Wagner, A.; Lautaoja-Kivipelto, J.; Pehkonen, K.; Hassinen, A.; Kuusela, M.; Röttger, L.; Herbers, E.; Ioannidou, A.; Mädler, S.; Rothenaigner, I.; Srinivasan, S.; Laasonen, S.; Rahman, M. T.; Elomaa, P.; Kortetjärvi, S.; Olsson, A.; Ukkola, O.; Hadian, K.; Mann, M.; Peltoniemi, H.; Pietiläinen, K. H.; Klingenspor, M.; Virtanen, K. A.; Hagberg, C. E.; Pirinen, E.

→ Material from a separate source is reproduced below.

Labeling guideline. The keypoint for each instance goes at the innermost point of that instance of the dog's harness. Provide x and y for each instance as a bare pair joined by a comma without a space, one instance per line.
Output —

Mitochondrial abnormalities drive subcutaneous white adipose tissue dysfunction in obesity, leading to metabolic complications. A key challenge in obesity research is the lack of in vitro models to study human adipocyte mitochondria. Here, we establish a human subcutaneous adipocyte spheroid model to characterize mitochondrial metabolism under obesity-relevant conditions and drug exposure. Human preadipocyte spheroids were differentiated in ultra-low attachment plates for 3 weeks in media free of thiazolidinediones. The differentiated adipocyte spheroids showed increased lipid accumulation, adipogenic gene expression, mitochondrial respiration and adiponectin secretion, and a proper response to hormonal stimulation. Lipid mixture administration during differentiation induced metabolic disturbances including mitochondrial respiration failure associated with increased mitochondrial biogenesis. Post-differentiation treatment with rosiglitazone, a peroxisome proliferator-activated receptor gamma agonist, improved mitochondrial bioenergetics and adiponectin secretion in lipid mixture-administered adipocyte spheroids.